The Minister of Finance can take little comfort from the arguments being offered on the benefit to the economy in general which will flow from expenditure by the 30,000 visitors expected. In the first place, the World Cup will take place largely during the 'tourist season' when the hotels are full anyway. What will happen is that visitors who follow the World Cup will simply displace the guests from other countries who would normally be visiting at that time.

Tourism receipts will therefore not be affected to any greater extent because of World Cup visitors, except that probably more jerk pork, craft work and beer will be sold.

Even if these World Cup visitors were additional, their total expenditure in foreign exchange (US$666) per head would be US$20 million and the extra revenue to government would be J$234 million, (US$120 per head).

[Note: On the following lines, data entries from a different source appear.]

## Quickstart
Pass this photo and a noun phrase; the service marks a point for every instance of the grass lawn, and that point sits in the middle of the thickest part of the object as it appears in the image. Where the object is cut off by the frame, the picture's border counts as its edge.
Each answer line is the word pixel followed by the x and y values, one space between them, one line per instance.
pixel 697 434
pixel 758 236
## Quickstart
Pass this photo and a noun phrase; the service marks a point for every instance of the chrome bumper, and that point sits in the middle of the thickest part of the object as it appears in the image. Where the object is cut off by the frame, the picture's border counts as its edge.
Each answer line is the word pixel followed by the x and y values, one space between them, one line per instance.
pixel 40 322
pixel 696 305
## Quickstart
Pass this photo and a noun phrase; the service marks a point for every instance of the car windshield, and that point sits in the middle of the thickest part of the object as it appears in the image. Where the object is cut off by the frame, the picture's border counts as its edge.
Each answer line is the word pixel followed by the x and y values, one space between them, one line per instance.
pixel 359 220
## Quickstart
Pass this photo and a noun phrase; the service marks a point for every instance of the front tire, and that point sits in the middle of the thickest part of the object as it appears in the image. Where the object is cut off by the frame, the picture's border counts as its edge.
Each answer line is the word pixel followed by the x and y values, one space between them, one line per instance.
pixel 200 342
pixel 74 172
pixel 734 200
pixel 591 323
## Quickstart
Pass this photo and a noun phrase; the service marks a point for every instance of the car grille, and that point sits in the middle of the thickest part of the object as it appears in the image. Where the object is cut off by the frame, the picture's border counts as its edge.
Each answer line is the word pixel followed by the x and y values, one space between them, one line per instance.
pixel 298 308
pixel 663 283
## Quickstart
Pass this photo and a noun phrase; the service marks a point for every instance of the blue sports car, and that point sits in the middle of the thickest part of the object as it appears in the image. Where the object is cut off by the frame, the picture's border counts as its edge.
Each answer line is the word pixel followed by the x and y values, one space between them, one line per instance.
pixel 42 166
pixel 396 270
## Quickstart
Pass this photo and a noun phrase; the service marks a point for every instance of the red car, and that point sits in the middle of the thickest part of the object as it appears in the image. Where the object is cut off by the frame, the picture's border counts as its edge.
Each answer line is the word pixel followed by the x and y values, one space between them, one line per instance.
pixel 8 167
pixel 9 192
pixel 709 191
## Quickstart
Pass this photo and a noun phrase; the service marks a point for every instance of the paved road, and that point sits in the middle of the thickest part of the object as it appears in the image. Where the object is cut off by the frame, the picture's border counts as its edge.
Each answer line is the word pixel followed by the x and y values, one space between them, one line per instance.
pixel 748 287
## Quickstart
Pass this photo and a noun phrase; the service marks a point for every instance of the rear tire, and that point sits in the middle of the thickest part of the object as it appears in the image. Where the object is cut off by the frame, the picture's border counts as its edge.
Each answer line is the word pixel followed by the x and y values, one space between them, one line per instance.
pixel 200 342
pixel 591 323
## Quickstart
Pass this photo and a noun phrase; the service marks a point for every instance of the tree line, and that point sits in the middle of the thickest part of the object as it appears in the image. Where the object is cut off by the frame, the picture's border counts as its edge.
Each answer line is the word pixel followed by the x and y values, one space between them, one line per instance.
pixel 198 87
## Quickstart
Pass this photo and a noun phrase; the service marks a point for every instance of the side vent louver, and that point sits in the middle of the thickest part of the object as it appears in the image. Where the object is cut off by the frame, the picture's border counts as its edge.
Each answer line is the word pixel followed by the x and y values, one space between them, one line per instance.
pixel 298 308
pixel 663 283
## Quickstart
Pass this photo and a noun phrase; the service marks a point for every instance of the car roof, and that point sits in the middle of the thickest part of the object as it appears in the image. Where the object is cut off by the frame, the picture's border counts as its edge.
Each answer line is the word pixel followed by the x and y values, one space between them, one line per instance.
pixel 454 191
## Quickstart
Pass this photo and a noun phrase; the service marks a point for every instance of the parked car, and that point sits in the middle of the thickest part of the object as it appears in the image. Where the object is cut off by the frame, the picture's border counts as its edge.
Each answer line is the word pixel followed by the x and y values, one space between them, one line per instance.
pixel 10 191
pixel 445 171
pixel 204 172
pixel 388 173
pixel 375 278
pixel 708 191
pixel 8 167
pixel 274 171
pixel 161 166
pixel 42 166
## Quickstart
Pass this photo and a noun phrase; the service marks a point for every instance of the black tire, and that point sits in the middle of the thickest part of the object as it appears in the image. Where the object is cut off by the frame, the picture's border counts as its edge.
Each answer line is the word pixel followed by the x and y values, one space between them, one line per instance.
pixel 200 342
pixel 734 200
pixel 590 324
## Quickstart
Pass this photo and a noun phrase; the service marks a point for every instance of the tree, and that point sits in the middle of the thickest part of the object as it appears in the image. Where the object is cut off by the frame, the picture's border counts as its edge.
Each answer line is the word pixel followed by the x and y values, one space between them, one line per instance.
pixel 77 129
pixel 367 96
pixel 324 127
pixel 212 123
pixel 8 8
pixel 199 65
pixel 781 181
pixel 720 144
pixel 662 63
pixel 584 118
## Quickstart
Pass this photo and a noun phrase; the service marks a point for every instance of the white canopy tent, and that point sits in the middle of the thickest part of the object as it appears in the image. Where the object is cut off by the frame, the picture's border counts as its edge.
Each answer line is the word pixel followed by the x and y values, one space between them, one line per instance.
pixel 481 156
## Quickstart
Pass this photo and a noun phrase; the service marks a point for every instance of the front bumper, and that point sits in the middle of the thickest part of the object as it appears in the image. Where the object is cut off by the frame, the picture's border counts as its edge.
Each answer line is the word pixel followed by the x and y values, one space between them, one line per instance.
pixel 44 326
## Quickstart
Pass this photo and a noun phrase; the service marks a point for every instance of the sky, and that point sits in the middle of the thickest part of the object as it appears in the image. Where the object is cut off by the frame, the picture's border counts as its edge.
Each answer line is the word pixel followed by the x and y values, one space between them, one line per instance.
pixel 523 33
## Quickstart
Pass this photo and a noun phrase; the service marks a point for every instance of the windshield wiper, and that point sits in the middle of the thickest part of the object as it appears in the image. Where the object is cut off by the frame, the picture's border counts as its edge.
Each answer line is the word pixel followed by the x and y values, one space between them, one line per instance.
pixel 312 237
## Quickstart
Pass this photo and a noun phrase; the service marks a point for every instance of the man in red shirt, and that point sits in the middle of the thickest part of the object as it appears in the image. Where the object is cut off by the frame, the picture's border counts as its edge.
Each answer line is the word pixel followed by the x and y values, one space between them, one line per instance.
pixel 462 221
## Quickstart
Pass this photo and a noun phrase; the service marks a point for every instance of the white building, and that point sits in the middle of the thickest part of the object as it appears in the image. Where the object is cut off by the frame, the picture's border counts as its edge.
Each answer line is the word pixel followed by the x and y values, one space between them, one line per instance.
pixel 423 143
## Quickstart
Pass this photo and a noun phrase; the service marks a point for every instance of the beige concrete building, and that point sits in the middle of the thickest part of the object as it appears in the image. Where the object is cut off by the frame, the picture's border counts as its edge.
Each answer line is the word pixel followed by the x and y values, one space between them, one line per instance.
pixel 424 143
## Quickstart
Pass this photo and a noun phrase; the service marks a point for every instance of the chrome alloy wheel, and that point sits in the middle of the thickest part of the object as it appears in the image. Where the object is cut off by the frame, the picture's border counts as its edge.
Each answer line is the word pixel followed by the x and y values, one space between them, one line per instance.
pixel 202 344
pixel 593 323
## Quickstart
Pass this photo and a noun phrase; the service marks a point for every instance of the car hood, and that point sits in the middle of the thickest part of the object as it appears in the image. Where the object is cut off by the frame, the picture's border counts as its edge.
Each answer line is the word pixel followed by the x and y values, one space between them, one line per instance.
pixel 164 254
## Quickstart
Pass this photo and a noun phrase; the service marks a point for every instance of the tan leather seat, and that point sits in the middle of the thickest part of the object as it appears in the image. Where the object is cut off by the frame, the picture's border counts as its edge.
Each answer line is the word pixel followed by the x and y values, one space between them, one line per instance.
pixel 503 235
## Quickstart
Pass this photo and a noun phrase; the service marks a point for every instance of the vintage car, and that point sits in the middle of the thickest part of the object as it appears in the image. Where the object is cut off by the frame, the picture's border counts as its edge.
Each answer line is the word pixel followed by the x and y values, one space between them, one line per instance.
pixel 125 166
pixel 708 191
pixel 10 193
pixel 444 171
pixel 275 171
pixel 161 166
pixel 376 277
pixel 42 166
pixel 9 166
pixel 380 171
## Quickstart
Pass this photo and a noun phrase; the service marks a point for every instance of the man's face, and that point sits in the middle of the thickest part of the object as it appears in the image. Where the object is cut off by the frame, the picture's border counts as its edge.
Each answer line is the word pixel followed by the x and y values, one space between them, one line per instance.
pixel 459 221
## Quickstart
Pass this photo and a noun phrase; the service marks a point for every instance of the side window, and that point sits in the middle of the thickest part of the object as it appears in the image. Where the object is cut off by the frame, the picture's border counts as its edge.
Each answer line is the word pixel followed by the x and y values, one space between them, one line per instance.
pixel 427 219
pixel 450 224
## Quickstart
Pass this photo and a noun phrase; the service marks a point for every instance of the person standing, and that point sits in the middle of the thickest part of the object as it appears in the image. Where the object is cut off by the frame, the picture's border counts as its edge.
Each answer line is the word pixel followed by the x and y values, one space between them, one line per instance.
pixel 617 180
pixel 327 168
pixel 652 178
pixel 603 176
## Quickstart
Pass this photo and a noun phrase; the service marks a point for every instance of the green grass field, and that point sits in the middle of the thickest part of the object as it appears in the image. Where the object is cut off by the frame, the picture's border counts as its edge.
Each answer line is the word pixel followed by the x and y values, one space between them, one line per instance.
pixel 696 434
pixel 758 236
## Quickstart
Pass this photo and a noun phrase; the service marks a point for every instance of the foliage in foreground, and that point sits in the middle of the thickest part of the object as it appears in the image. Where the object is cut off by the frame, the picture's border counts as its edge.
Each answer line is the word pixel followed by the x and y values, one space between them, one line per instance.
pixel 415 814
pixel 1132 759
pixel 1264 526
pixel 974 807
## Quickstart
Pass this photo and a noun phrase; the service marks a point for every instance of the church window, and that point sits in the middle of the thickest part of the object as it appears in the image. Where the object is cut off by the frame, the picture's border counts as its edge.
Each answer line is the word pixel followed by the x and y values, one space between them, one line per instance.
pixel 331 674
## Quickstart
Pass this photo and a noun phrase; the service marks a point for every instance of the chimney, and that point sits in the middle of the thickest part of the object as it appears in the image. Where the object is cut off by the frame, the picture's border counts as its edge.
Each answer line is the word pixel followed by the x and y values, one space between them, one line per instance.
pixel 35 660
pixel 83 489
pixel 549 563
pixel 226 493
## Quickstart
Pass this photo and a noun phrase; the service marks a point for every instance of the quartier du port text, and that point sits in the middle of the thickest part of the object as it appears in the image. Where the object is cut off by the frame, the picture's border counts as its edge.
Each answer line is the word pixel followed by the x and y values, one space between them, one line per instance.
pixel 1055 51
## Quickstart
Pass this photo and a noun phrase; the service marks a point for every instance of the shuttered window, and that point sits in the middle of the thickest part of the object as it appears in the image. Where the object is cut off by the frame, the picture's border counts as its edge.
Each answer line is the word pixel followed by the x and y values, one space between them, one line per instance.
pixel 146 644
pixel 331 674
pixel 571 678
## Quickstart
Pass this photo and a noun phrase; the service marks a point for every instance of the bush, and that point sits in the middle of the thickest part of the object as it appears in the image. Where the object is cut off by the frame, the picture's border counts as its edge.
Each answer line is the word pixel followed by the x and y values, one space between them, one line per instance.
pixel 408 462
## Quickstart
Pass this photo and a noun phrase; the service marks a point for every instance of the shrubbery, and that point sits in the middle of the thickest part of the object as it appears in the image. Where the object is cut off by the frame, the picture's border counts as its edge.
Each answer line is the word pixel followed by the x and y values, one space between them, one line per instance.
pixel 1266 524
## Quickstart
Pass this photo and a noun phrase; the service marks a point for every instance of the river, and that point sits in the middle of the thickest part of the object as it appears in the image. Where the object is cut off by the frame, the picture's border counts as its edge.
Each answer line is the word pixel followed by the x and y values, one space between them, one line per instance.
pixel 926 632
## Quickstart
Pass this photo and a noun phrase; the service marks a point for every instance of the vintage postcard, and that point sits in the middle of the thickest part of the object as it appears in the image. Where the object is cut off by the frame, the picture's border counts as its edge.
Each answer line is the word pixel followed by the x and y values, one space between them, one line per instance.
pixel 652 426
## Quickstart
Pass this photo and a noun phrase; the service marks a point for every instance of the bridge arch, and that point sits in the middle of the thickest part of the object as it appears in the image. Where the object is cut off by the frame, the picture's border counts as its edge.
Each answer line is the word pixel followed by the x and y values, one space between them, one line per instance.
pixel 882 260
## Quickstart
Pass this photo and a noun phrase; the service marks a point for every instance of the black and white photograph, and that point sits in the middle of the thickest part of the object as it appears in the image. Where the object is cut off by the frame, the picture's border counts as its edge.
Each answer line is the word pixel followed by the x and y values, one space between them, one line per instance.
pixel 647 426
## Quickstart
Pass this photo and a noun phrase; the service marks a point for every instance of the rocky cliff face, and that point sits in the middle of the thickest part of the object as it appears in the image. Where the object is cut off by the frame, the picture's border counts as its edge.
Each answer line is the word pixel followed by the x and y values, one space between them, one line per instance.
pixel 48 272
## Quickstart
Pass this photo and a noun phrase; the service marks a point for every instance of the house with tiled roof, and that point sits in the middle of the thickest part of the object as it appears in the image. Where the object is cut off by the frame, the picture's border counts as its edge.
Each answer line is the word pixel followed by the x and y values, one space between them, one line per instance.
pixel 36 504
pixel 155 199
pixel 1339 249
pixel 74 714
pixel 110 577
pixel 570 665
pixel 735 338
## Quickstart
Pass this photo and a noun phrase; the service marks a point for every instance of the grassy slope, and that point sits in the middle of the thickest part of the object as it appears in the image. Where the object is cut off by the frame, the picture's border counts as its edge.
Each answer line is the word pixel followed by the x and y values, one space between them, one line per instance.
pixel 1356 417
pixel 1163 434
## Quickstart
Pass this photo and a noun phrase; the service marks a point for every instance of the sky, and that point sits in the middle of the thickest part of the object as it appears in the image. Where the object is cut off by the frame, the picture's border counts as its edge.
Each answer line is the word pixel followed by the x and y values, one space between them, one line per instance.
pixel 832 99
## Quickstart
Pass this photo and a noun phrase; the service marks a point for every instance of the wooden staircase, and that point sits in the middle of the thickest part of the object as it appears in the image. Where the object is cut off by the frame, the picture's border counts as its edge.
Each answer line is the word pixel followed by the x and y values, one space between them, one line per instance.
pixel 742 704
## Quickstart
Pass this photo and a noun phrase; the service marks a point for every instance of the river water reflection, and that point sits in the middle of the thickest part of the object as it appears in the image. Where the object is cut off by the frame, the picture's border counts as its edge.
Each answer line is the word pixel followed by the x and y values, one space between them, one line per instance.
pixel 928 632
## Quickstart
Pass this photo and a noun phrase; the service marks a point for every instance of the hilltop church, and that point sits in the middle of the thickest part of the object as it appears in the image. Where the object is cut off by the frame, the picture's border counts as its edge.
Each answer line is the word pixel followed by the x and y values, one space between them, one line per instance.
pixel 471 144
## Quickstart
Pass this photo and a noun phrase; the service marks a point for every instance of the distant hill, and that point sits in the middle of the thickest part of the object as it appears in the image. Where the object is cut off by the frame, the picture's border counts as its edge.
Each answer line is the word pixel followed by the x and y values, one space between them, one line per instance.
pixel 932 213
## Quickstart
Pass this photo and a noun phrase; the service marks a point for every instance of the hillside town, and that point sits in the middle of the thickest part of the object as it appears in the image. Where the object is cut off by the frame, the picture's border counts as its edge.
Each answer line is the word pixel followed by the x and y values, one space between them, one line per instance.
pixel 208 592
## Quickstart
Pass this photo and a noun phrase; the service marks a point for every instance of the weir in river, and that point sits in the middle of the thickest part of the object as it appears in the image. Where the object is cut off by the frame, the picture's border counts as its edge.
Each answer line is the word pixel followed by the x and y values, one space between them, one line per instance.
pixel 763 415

These totals are very far removed from fanciful estimate of US$700 million provided by JAMPRO. Indeed, it would require ten times that number of visitors, 300,000 additional to the regular inflows expected at that time of the year, to make any impact at all.

It is important that there is a realistic assessment of the World Cup as an event, not a fanciful one. It should be remembered that every year Jamaica has a short term influx of many thousands of "spring break" college students.

The World Cup is no different, except that the cricket fans will follow more mature entertainment and spend more money. If they enjoy themselves as much as the college students do, then Jamaica will have a new set of admirers with some future spin-off.

The chief organiser of this squandermania is the former Prime Minister Patterson who pursued this project relentlessly as if it would be the key strategy to lift the country out of its stagnant existence of the past 15 years. It is a pity that the same relentless pursuit was not applied to repairing the atrocious conditions of rural and urban roads.

It can be said that this is a gruesome error of mistaken priority. But maybe it is not an error. This expenditure appears to be part of the need to find ways of expressing CARICOM solidarity so as to reinforce the usefulness of that lame association.

This is just one more reason why any programme which it is proposed to pursue with our CARICOM brethren must be examined relentlessly, and in great detail because "playing big" is part of the posture of these 15 relatively small countries. That is why we have an extensive Caribbean Court of Justice with little work to do.

The bottom line of what this extravaganza is really saying is that while we love the poor, we love cricket more.